Energy Risk - Informing Congress



Location: New York
Author: Darrell Delamaide
Date: Tuesday, September 30, 2008

Energy is arguably the hottest topic in Congress nowadays.

In July, Senate Majority Leader Harry Reid was pushing his bill to stop excessive energy speculation through the upper house as lawmakers reacted to the sharp rise in oil and gas prices. In January, the new Congress under a new administration is expected to tackle carbon emissions through a cap-and-trade program or a carbon tax.

All this comes on the heels of two recent major pieces of legislation: the energy acts of 2005 and 2007.

So what makes lawmakers such energy experts? In fact, several members of Congress, such as Sen. Jeff Bingaman, chairman of the Energy Committee, and Rep. Jay Inslee, who has written a book on energy, are knowledgeable in their own right. And legions of industry lobbyists stand ready to fill in any information gaps.

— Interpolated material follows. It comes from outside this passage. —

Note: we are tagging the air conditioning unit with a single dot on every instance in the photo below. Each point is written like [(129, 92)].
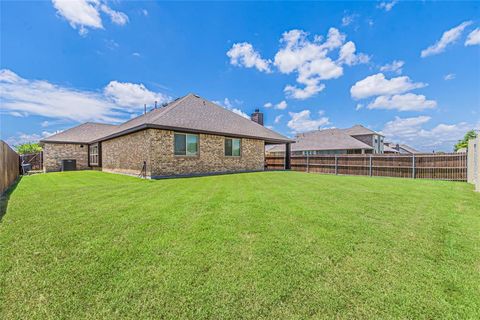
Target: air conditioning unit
[(69, 165)]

For more objective information, however, on complex subjects like futures trading, emissions credits and alternative energy technologies, members are likely to turn to the largely unheralded Congressional Research Service.

"We are an extension of the Congressional staffs," says John Blodgett, deputy assistant director of the Resources, Science and Industry Division at CRS, hastening to add that, in contrast to member or committee staffs, the CRSs analysts are nonpartisan.

"The Energy Committee is not likely to have any geologists on its staff," says Blodgett. "We have a couple of geologists." Those geologists belong to a 12-member energy department at the research agency, which has 450 professional analysts on its staff and 700 total employees. As many as 30 analysts will work on energy issues, he says.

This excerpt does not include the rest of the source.